More recently, targeted therapies such as Bruton tyrosine kinase (BTK) inhibitors have become available in China. Ibrutinib was approved in 2013, followed by zanubrutinib and orelabrutinib in 2020. Clinical trials of these agents in Chinese patients have shown safety and efficacy profiles similar to those observed in Europeans. For example, a study of ibrutinib in advanced CLL reported an overall response rate (ORR) of 61% and a 30-month progression-free survival (PFS) rate of 66%, comparable to European data.
However, there are some differences in treatment outcomes. For instance, the ORR may not be a reliable surrogate for PFS or overall survival in Chinese patients treated with ibrutinib. Additionally, Chinese patients with latent hepatitis B virus (HBV) infection may have a lower risk of HBV reactivation with ibrutinib compared to rituximab, highlighting the importance of screening for HBV before initiating therapy.
Despite these advancements, access to newer therapies remains a challenge in China. While ibrutinib and zanubrutinib are covered by public insurance, not all patients can afford these drugs, and therapy interruptions are associated with worse outcomes. There is growing interest in fixed-duration therapies, such as combining ibrutinib with FCR or bendamustine and rituximab, to improve access and outcomes.
Future Directions
Research efforts in China are focused on understanding the genetic and environmental factors that contribute to the lower incidence of CLL in Asian populations. Hypotheses include the possibility of an infectious agent present in Asia around 45,000 years ago that provided selective pressure against the development of CLL. Additionally, ongoing studies are exploring the efficacy of new therapies, including Bcl-2 inhibitors and chimeric antigen receptor (CAR) T-cell therapies, in Chinese patients with CLL.

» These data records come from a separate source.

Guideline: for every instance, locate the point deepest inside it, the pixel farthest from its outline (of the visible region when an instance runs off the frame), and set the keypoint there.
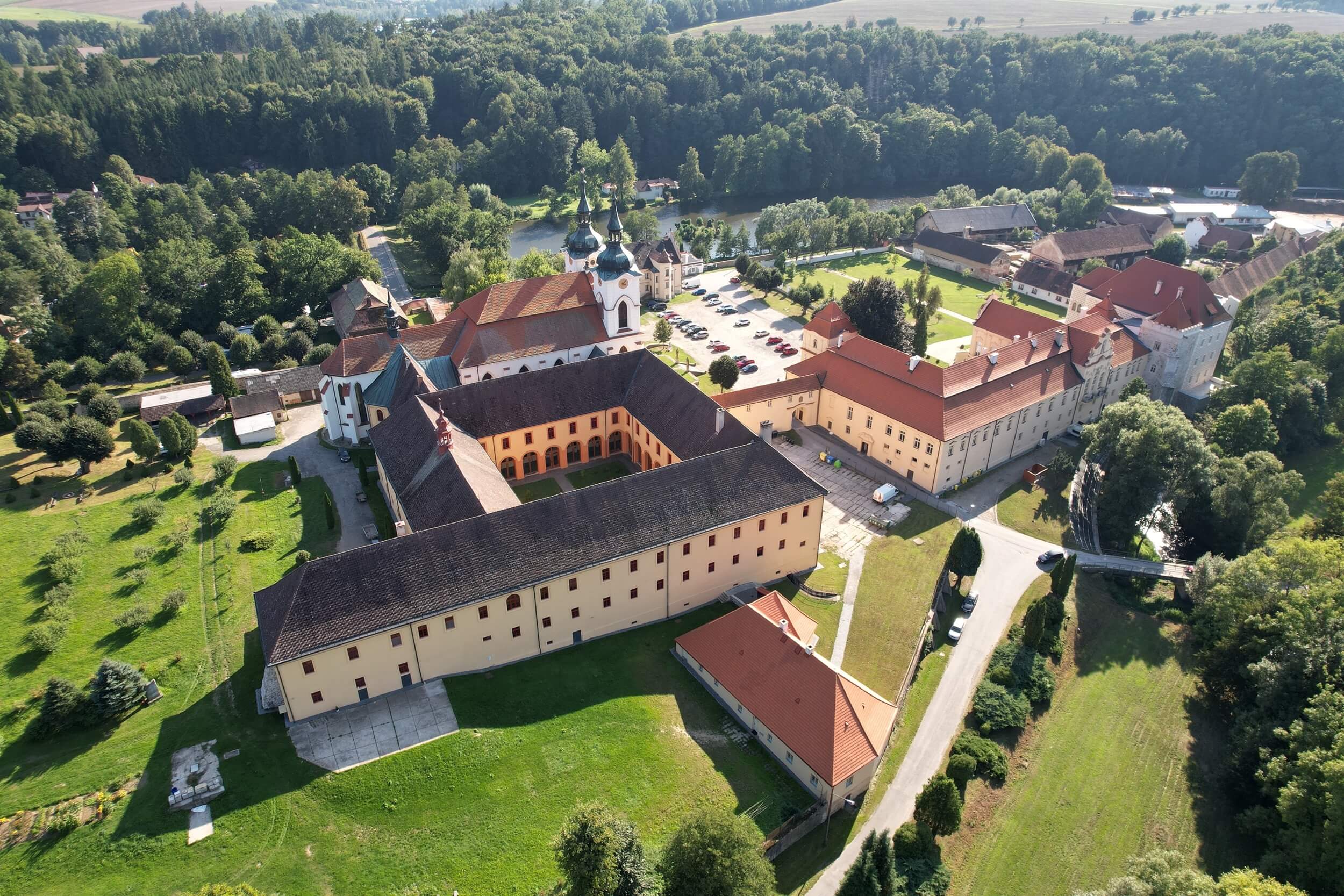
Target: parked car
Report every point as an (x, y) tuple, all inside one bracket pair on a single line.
[(1052, 556)]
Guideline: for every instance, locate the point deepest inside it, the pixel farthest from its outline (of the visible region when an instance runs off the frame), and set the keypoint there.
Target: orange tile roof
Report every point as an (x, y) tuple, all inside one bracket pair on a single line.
[(831, 722), (737, 398), (830, 321)]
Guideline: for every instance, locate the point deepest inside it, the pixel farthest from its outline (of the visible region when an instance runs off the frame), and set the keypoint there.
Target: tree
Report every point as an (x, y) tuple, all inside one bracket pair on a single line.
[(116, 688), (221, 379), (1269, 178), (716, 854), (939, 806), (878, 311), (724, 372), (600, 855), (1245, 428), (966, 554), (1171, 249)]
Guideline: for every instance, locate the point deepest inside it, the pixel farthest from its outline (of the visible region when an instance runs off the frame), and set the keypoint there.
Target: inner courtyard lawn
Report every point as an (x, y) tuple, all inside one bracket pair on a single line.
[(1111, 769)]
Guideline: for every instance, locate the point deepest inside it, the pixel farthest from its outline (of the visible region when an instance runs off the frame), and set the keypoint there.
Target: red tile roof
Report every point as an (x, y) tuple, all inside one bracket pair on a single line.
[(1173, 296), (830, 321), (831, 722), (737, 398)]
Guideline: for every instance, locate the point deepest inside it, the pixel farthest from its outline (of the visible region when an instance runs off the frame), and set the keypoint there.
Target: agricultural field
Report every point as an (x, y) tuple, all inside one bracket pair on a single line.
[(1111, 769), (1036, 18)]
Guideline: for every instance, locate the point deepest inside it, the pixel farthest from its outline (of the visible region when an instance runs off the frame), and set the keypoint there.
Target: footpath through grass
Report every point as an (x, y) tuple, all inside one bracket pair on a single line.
[(1112, 768)]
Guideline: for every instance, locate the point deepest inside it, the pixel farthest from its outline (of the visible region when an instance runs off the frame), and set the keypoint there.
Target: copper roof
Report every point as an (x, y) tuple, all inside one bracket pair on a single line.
[(830, 720), (737, 398), (830, 321)]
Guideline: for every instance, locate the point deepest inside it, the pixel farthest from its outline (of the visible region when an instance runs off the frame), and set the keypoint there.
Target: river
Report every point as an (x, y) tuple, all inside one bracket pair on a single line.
[(547, 237)]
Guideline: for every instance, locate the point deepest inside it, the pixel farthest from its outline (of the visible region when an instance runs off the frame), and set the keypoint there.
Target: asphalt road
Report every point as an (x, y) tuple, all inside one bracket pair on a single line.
[(382, 253)]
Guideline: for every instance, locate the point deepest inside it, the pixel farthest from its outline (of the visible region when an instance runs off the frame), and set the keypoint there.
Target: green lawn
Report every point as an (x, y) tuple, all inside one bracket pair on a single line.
[(617, 720), (894, 596), (538, 489), (1112, 769), (600, 473), (1042, 513)]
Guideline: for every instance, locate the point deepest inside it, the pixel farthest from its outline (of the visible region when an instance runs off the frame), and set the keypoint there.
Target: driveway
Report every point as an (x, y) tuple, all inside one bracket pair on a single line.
[(382, 253)]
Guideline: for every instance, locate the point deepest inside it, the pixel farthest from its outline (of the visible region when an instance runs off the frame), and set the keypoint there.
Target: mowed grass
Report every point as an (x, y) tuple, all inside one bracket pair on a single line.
[(191, 653), (1111, 770), (896, 593)]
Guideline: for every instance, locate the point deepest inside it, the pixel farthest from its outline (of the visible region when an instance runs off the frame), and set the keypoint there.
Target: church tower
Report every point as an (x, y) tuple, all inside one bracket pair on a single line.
[(584, 242), (617, 281)]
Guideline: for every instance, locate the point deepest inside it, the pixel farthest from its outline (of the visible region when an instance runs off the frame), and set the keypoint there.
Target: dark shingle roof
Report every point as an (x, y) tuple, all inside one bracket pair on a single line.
[(957, 246), (370, 589)]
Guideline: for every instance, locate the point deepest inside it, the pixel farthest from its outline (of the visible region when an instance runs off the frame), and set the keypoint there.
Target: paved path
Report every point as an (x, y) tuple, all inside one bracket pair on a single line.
[(382, 253)]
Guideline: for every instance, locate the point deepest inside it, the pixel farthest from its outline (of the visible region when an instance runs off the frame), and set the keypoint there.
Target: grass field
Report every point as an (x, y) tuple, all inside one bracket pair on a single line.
[(1113, 768), (1038, 18)]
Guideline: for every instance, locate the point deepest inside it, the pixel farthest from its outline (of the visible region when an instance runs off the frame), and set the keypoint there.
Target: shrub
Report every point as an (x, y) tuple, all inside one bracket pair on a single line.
[(259, 540), (116, 687), (47, 634), (148, 512), (221, 507), (65, 570), (133, 617), (998, 707)]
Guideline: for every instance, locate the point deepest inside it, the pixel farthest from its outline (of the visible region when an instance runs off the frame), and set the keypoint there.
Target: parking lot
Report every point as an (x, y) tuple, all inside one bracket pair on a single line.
[(738, 339)]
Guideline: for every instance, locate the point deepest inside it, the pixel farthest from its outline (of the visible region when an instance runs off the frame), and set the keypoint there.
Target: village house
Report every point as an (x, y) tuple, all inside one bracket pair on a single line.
[(1117, 246), (960, 254), (483, 580), (979, 222), (826, 728)]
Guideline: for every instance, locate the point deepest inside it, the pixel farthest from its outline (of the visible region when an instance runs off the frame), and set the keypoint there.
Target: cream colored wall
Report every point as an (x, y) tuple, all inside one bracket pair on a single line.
[(442, 650)]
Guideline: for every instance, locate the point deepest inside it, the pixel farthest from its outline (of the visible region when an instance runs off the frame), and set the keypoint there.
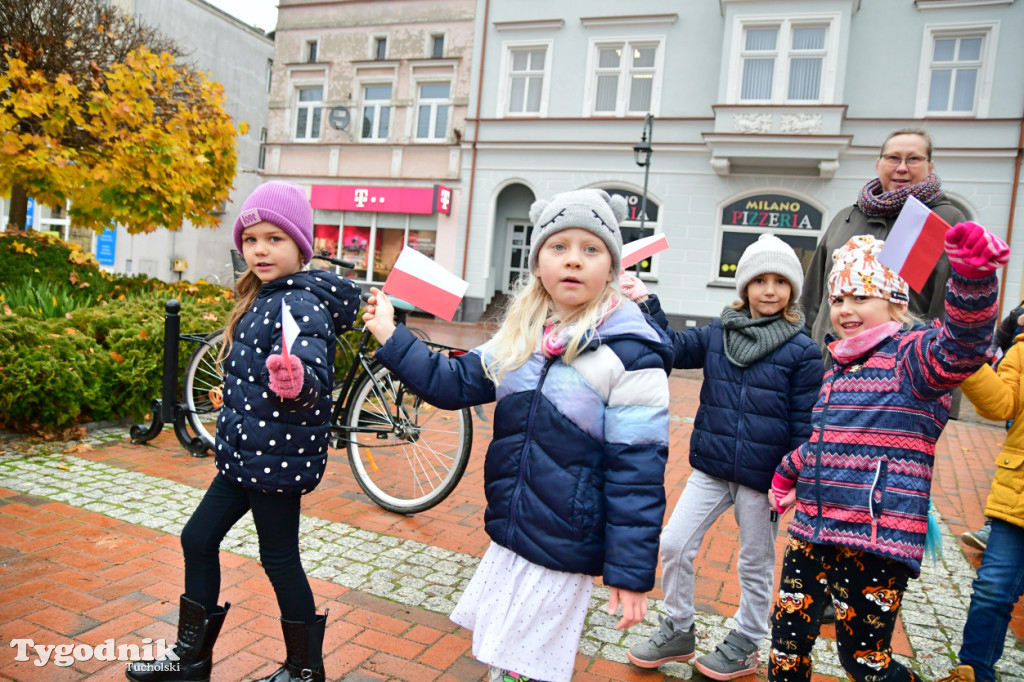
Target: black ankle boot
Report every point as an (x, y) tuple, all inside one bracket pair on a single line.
[(193, 659), (304, 644)]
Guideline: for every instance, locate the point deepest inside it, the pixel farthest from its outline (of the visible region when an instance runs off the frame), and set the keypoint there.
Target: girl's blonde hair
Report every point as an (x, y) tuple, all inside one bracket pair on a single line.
[(791, 312), (525, 317)]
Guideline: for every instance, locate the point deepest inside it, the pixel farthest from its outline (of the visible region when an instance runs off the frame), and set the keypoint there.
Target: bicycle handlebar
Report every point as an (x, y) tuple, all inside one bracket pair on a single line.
[(347, 264)]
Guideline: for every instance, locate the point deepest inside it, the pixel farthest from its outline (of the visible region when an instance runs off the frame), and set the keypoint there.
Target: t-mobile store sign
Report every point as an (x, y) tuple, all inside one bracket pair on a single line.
[(382, 200)]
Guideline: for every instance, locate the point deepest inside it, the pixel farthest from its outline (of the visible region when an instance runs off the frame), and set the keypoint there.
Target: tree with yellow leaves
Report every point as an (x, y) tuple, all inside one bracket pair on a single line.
[(88, 113)]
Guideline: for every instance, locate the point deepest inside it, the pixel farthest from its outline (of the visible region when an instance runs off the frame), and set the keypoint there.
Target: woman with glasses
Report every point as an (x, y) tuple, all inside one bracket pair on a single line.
[(905, 169)]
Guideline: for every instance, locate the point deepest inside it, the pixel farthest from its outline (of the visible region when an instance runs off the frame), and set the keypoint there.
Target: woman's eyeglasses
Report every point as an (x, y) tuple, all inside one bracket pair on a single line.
[(894, 160)]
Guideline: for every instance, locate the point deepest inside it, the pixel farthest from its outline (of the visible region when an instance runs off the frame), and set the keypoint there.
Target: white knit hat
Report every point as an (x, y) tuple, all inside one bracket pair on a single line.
[(769, 254), (593, 210), (857, 270)]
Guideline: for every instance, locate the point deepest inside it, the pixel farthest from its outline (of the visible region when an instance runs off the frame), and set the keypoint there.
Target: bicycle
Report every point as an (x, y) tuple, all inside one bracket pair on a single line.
[(407, 455)]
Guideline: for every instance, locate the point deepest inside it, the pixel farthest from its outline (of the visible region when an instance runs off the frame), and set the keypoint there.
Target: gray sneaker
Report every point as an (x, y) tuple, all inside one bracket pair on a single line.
[(977, 539), (735, 656), (666, 645)]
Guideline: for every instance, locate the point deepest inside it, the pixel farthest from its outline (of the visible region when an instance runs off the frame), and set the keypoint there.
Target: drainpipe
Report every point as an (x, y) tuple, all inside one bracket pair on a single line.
[(476, 135), (1010, 221)]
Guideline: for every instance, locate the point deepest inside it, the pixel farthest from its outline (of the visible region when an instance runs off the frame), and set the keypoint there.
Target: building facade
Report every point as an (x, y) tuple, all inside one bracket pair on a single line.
[(368, 105), (767, 116)]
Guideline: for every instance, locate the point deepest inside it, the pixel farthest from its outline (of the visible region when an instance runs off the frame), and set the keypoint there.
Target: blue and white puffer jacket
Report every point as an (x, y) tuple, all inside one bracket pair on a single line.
[(574, 474), (749, 418), (269, 443)]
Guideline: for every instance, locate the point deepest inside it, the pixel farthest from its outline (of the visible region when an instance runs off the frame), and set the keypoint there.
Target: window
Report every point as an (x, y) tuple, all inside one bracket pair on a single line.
[(795, 221), (308, 113), (625, 78), (376, 112), (431, 119), (782, 60), (526, 78), (956, 67)]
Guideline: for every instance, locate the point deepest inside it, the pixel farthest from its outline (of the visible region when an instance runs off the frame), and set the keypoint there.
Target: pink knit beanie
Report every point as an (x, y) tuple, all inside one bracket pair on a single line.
[(285, 205)]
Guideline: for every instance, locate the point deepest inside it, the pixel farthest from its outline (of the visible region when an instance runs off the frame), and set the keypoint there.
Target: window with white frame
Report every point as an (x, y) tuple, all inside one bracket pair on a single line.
[(308, 111), (312, 49), (376, 112), (956, 70), (432, 113), (784, 60), (437, 45), (526, 79), (626, 77)]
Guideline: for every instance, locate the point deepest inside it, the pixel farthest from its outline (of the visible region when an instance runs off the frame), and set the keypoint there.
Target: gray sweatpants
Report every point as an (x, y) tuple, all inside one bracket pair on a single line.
[(704, 500)]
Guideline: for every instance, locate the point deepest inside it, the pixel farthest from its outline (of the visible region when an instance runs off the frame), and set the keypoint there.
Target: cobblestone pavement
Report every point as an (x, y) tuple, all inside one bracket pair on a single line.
[(363, 559)]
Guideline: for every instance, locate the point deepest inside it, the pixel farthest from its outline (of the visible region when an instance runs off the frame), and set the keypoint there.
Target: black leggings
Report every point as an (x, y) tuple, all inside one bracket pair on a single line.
[(276, 519)]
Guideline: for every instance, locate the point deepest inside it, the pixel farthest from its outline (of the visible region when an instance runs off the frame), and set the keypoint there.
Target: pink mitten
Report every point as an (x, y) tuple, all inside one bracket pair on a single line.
[(975, 252), (780, 487), (632, 287), (284, 384)]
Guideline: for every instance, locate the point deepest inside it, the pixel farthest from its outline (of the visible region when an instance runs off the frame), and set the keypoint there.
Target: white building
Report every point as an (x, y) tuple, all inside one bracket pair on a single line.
[(768, 117)]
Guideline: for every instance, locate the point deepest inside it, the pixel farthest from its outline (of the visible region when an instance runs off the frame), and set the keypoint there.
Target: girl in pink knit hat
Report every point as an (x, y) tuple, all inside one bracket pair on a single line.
[(271, 435), (860, 485)]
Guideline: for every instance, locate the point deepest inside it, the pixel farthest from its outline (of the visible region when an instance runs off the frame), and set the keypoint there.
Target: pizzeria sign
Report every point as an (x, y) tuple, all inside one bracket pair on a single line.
[(771, 211)]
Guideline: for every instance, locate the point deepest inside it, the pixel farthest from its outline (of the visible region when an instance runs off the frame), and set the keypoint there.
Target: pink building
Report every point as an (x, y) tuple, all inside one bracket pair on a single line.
[(368, 107)]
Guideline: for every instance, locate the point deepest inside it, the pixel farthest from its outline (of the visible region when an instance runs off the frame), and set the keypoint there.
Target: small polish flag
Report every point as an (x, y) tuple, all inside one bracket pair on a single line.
[(289, 332), (636, 251), (914, 244), (425, 284)]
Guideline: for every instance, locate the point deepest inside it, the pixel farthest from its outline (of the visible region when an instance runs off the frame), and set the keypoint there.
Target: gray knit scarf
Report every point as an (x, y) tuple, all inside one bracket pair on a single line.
[(749, 340), (873, 202)]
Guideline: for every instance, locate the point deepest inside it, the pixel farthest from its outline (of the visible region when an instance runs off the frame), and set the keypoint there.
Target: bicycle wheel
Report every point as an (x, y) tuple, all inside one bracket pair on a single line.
[(204, 387), (406, 454)]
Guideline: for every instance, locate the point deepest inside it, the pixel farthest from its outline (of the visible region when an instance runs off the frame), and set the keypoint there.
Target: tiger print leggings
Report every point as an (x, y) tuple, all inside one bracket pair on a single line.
[(865, 589)]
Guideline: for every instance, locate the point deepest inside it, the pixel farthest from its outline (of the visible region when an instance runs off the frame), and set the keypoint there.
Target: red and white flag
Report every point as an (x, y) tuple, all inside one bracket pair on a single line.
[(425, 284), (289, 332), (914, 244), (636, 251)]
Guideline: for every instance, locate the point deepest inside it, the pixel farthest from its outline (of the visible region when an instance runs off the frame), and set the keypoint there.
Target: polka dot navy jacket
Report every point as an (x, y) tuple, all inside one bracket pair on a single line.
[(266, 442)]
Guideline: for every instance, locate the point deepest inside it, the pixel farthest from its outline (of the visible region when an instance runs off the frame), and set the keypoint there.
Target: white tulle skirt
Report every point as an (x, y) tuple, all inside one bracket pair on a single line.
[(524, 617)]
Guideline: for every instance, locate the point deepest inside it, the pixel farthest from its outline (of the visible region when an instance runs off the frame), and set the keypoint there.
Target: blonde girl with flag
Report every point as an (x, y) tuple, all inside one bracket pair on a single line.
[(574, 473), (860, 484), (271, 434)]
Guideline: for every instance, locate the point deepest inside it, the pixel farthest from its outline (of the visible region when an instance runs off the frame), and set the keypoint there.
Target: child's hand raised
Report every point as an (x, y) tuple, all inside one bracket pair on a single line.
[(634, 606), (379, 316), (973, 251), (632, 287)]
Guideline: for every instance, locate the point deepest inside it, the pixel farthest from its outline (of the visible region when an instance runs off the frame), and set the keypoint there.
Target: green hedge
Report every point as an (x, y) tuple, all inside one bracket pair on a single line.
[(79, 345)]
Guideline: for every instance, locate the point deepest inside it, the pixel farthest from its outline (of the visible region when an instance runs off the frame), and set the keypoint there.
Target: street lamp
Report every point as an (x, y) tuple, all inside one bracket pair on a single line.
[(641, 154)]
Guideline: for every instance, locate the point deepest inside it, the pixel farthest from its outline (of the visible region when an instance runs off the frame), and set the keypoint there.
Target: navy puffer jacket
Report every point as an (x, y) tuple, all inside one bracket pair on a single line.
[(269, 443), (574, 474), (749, 418)]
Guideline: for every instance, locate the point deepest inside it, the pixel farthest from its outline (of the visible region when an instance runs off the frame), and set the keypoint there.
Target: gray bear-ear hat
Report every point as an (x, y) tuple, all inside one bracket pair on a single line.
[(593, 210)]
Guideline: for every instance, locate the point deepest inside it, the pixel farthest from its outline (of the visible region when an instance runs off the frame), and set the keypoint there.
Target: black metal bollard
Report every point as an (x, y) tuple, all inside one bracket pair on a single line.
[(163, 408), (172, 331)]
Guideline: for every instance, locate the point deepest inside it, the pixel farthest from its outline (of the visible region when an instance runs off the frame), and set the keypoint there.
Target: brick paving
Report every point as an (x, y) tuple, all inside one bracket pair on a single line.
[(89, 552)]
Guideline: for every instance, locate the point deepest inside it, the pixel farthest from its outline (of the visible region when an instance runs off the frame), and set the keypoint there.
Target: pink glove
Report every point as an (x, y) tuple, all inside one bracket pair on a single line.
[(284, 384), (780, 487), (632, 287), (975, 252)]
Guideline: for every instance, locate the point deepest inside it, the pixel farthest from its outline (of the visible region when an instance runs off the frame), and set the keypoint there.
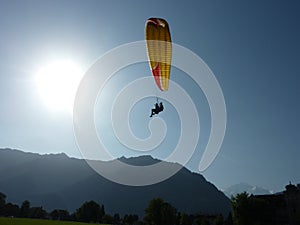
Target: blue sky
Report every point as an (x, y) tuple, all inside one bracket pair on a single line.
[(252, 47)]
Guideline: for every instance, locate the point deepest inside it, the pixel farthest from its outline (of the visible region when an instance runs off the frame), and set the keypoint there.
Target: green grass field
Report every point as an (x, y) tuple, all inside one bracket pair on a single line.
[(21, 221)]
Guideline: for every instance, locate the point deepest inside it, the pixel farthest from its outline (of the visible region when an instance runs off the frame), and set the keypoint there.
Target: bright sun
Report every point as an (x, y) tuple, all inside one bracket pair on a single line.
[(57, 83)]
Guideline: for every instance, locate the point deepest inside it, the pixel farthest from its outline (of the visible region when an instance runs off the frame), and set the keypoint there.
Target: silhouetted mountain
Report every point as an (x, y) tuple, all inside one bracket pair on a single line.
[(244, 187), (56, 181)]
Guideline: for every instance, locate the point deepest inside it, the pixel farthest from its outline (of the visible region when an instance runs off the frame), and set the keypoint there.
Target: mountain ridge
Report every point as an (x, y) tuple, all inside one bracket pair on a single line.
[(58, 181)]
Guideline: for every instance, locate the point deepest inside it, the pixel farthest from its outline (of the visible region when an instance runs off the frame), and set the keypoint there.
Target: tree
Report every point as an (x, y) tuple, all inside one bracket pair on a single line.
[(11, 210), (2, 203), (219, 220), (90, 212), (248, 210), (130, 219), (159, 212), (185, 219), (60, 214), (25, 209), (37, 212)]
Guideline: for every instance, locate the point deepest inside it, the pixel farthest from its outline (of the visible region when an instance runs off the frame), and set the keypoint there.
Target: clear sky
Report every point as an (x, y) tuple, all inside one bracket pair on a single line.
[(252, 47)]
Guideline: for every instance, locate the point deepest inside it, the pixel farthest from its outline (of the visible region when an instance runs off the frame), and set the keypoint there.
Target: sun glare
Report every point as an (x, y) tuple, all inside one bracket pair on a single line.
[(57, 83)]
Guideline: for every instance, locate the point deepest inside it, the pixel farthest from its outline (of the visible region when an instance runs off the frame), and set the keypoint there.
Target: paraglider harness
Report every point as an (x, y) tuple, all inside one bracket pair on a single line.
[(157, 109)]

In conclusion, CLL is significantly less common in Han Chinese compared to individuals of European descent, likely due to a combination of genetic and environmental factors. While the clinical characteristics and treatment outcomes of CLL in Chinese patients are similar to those in Europeans, there are some notable differences, including younger age at diagnosis and more advanced disease at presentation. Advances in targeted therapies have significantly improved outcomes for Chinese patients with CLL, but challenges remain in ensuring access to these treatments. Continued research is essential to further understand the unique aspects of CLL in Asian populations and to develop more effective therapies.